The 12GB LPDDR5 RAM rumored for Pro models addresses the available-RAM constraint Chandra identified. Larger persistent model weights could remain resident rather than being evicted and reloaded between tasks.[s]
TSMC has reportedly told Apple that “2nm chip pricing will be at least 50 percent higher than 3-nanometer processors because of the cost of manufacturing and equipment.”[s] This cost structure may restrict 2nm to Pro models only.
On-Device vs. Cloud Tradeoffs
Chandra’s framework identifies where on-device AI iPhone makes sense: latency-critical tasks where “cloud round-trips add 200-500ms before you see the first token,” privacy-sensitive operations, and high-volume applications where cloud inference costs accumulate.[s]
The limits are explicit: “if your use case requires frontier reasoning, broad world knowledge, or long multi-turn conversations, cloud is still the better choice.”[s]

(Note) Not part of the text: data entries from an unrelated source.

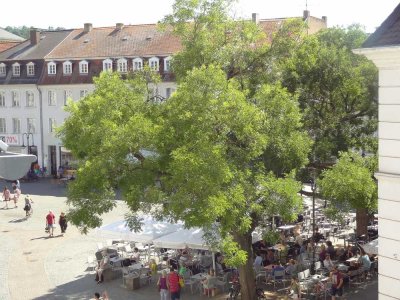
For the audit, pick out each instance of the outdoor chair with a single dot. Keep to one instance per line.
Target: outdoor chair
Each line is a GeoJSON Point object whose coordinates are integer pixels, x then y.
{"type": "Point", "coordinates": [222, 281]}
{"type": "Point", "coordinates": [278, 277]}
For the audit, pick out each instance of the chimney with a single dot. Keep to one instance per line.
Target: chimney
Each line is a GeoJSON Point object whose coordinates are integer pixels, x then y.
{"type": "Point", "coordinates": [306, 14]}
{"type": "Point", "coordinates": [34, 36]}
{"type": "Point", "coordinates": [255, 18]}
{"type": "Point", "coordinates": [119, 26]}
{"type": "Point", "coordinates": [87, 27]}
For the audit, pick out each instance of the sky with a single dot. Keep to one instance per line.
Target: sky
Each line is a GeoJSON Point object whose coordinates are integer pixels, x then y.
{"type": "Point", "coordinates": [74, 13]}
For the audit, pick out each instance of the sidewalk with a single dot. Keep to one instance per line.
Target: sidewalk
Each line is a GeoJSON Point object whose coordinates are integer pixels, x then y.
{"type": "Point", "coordinates": [33, 266]}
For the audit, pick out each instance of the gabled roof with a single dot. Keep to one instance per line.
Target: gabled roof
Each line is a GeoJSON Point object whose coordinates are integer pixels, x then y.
{"type": "Point", "coordinates": [7, 45]}
{"type": "Point", "coordinates": [388, 34]}
{"type": "Point", "coordinates": [132, 40]}
{"type": "Point", "coordinates": [27, 51]}
{"type": "Point", "coordinates": [9, 37]}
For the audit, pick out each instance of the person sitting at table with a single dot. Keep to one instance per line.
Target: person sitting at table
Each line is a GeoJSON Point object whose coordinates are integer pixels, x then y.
{"type": "Point", "coordinates": [330, 249]}
{"type": "Point", "coordinates": [207, 284]}
{"type": "Point", "coordinates": [270, 258]}
{"type": "Point", "coordinates": [318, 236]}
{"type": "Point", "coordinates": [258, 261]}
{"type": "Point", "coordinates": [322, 253]}
{"type": "Point", "coordinates": [103, 265]}
{"type": "Point", "coordinates": [277, 268]}
{"type": "Point", "coordinates": [135, 256]}
{"type": "Point", "coordinates": [294, 288]}
{"type": "Point", "coordinates": [337, 283]}
{"type": "Point", "coordinates": [348, 253]}
{"type": "Point", "coordinates": [328, 264]}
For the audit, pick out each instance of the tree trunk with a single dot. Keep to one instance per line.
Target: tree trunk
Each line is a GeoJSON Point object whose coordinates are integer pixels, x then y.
{"type": "Point", "coordinates": [362, 221]}
{"type": "Point", "coordinates": [246, 271]}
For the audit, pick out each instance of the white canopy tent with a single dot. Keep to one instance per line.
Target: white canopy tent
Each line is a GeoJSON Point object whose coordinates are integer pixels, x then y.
{"type": "Point", "coordinates": [150, 230]}
{"type": "Point", "coordinates": [193, 238]}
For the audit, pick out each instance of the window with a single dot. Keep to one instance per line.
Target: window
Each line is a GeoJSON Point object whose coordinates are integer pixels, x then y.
{"type": "Point", "coordinates": [83, 93]}
{"type": "Point", "coordinates": [52, 125]}
{"type": "Point", "coordinates": [67, 68]}
{"type": "Point", "coordinates": [137, 64]}
{"type": "Point", "coordinates": [52, 98]}
{"type": "Point", "coordinates": [16, 125]}
{"type": "Point", "coordinates": [2, 99]}
{"type": "Point", "coordinates": [107, 65]}
{"type": "Point", "coordinates": [122, 65]}
{"type": "Point", "coordinates": [30, 99]}
{"type": "Point", "coordinates": [14, 99]}
{"type": "Point", "coordinates": [67, 95]}
{"type": "Point", "coordinates": [51, 68]}
{"type": "Point", "coordinates": [83, 67]}
{"type": "Point", "coordinates": [167, 64]}
{"type": "Point", "coordinates": [3, 125]}
{"type": "Point", "coordinates": [154, 63]}
{"type": "Point", "coordinates": [31, 125]}
{"type": "Point", "coordinates": [16, 69]}
{"type": "Point", "coordinates": [2, 70]}
{"type": "Point", "coordinates": [30, 69]}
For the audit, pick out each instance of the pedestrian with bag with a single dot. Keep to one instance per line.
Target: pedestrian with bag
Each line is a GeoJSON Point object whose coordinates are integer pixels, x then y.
{"type": "Point", "coordinates": [173, 284]}
{"type": "Point", "coordinates": [6, 196]}
{"type": "Point", "coordinates": [62, 221]}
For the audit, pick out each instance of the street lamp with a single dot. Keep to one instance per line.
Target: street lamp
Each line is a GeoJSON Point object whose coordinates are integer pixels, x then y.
{"type": "Point", "coordinates": [27, 135]}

Apple’s 3-billion-parameter Foundation Model runs on the Neural Engine “for several good reasons: top energy-efficiency to maximize battery life, natively accelerated advanced compression techniques and higher peak throughput.”[s] The Argmax team observed an alternating pattern where Apple improves GPU and Neural Engine in alternating years, making the A20’s Neural Engine the next expected leap.[s]
Strategic Implications
PatSnap’s roadmap analysis states the strategic objective as enabling iPhone to run GPT-3.5-class models entirely on-device.[s] This would represent capability convergence between mobile and workloads that were typically served from cloud or data-center systems circa 2023.
Jon Peddie Research frames the business logic: “Apple is putting its investment behind AI at the edge. And iPhones, iPads, and watches are the edge, where Apple’s revenue is currently residing.”[s]
The Apple10 GPU architecture enables “graphics and ML kernels to share execution resources and memory bandwidth while developers work with a unified programming model.”[s] This integration reduces context-switch penalties when scheduling tasks across CPU, Neural Engine, and GPU.
Hardware builds capacity; software determines utilization. The A20 chip rumors describe architectural improvements; what Apple Intelligence features iOS 27 ships will determine whether users experience those improvements.[s] Researchers like Yann LeCun have proposed alternative AI architectures that challenge whether transformer-based approaches will remain dominant, but Apple’s current hardware roadmap is optimized for the transformer inference workloads that define the present moment.